Based on the above findings, we went ahead to evaluate whether miR‐96 can be a serum biomarker for lung cancer. In this scenario, we isolated cell‐free serum from lung cancer patients (n = 56) and normal patients (n = 19) and analysed miR‐96 using qPCR analysis. Our results confirmed the up‐regulation of miR‐96 in lung cancer tissues, as well as in the serum. Considering the role of exosomes as a vehicle for miR‐96, we also analysed exosomal miR‐96 in both lung cancer and normal patients and found that miR‐96 in exosomes was also up‐regulated in cancer samples (Fig. 2A). We also found that exosomal miR‐96 was positively correlated with the cancer grades (Fig. 2B). Lymph nodes with cancer also demonstrated a higher miR‐96 level compared with normal tissues (Fig. 2C). We also compared the exosomal miR‐96 levels in BEAS‐2B, A549, PC9 and H1299 lung cell lines. BEAS‐2B is an immortalized lung epithelial cell line; A549, PC9 and H1299 represent NSCLC cells with increasing invasiveness (A549 < PC9 < H1299) 16, 17, 18. It was found that higher exosomal miR‐96 levels can be seen in cells with higher invasiveness (Fig. 2D), which further validated that exosomal miR‐96 is a biomarker for aggressive lung cancer.

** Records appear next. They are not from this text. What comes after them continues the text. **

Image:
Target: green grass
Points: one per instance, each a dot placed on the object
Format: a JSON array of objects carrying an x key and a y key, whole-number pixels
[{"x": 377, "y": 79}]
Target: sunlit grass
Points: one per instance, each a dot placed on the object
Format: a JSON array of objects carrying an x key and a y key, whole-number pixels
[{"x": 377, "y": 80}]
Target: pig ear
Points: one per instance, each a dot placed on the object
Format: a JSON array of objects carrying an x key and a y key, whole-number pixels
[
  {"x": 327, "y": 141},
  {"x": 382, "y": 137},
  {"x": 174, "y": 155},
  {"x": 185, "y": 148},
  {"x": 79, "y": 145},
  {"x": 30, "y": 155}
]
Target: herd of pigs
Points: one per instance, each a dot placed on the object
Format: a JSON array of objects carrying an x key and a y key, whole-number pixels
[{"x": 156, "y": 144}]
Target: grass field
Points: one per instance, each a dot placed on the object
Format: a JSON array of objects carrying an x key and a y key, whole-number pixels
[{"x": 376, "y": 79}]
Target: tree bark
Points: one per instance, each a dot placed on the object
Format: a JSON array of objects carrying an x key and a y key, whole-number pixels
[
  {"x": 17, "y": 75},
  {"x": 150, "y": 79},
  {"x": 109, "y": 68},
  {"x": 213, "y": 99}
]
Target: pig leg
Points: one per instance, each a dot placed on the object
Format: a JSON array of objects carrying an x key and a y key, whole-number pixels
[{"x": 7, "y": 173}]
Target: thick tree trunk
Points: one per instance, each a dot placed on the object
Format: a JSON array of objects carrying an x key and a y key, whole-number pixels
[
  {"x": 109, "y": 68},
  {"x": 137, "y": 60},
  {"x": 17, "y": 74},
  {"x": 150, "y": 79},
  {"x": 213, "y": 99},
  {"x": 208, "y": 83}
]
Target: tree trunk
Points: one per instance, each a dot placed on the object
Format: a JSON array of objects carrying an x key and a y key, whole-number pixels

Exosomal miR‐96 expression levels are elevated in the serum of lung cancer patients and in the supernatant of lung cancer cell lines. (A) The box plot compares the relative values of cell‐free and exosomal miR‐96 in the serum of cancer‐free (normal, n = 19) and lung cancer patients (n = 56). **P < 0.01 compared to cell‐free/normal group. ^## P < 0.01 compared to exosome/normal group. (B) Relative expression levels of exosomal miR‐96 in the serum of different stages of cancer patients, *P < 0.05, **P < 0.01. (C) Relative expression levels of exosomal miR‐96 in different types of lymph node metastasis. **P < 0.01. (D) Relative expression levels of exosomal miR‐96 in the supernatant of different lung cancer cell lines. **P < 0.01. Data were presented as mean ± S.D. Experiments were repeated in triplicate.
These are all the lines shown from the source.